The three teams honored include Obstetrics, the Neonatal Intensive Care Unit and Newborn Nursery. They were recognized for three projects: Long-acting reversible birth control; optimizing care for the late preterm infant; and Tennessee antibiotic stewardship projects.

The awards were given in March during a statewide gathering of more than 300 physicians, nurses, hospital administrators, insurance companies, families, legislators and community groups.
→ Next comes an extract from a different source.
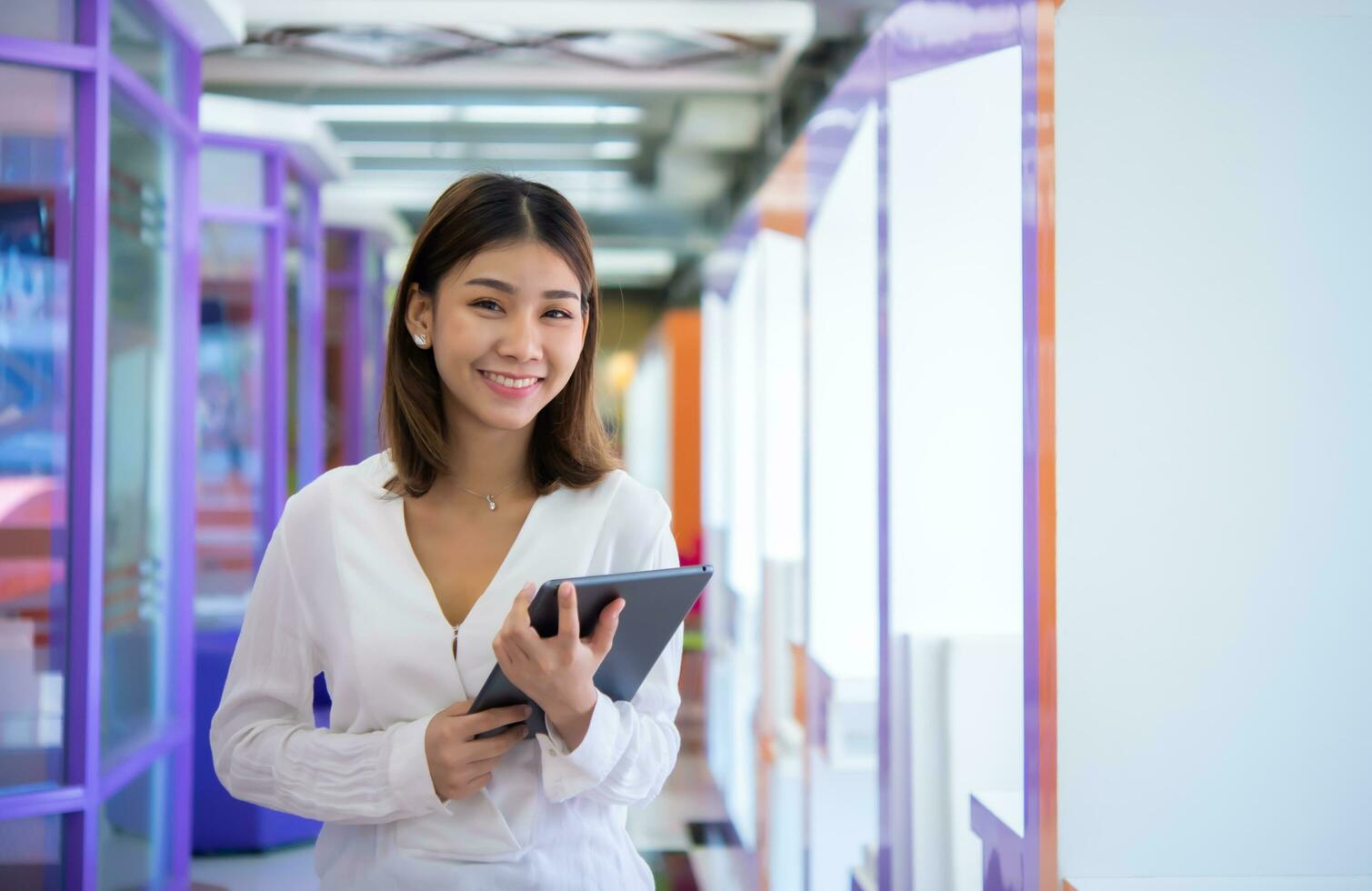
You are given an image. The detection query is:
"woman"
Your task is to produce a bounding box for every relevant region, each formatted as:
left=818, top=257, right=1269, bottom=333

“Quality Improvement work is so important to improving the health of mothers and babies in Tennessee. But it is hard work. It requires teams to look at their own outcomes data, and then figure out how to improve within their own environment,” said Susan Guttentag, MD, director of the Mildred Stahlman Division of Neonatology for Children’s Hospital and Julia Carell Stadler Professor of Pediatrics.

Guttentag is the principal investigator on the Tennessee Department of Health grant that supports TIPQC. In this role, she has oversight of the TIPQC organizational structure and is responsible for communicating the value of TIPQC projects to all stakeholders.

“We are so very proud of the effort that these teams go through to do this work. We realized that it wasn’t enough for TIPQC to just be there to provide tool kits and remind them to enter data. We needed to celebrate their success,” Guttentag said.

Teams that received awards are honored at the TIPQC annual meeting, and they also get a banner to hang in their hospital.

TIPQC has been working since 2008 to identify opportunities to optimize birth outcomes and implement data-driven provider- and community-based performance improvement initiatives. Vanderbilt has been a part of numerous projects, including the ones recently recognized as well as an initiative to increase exclusive breastfeeding at hospitals and birthing centers.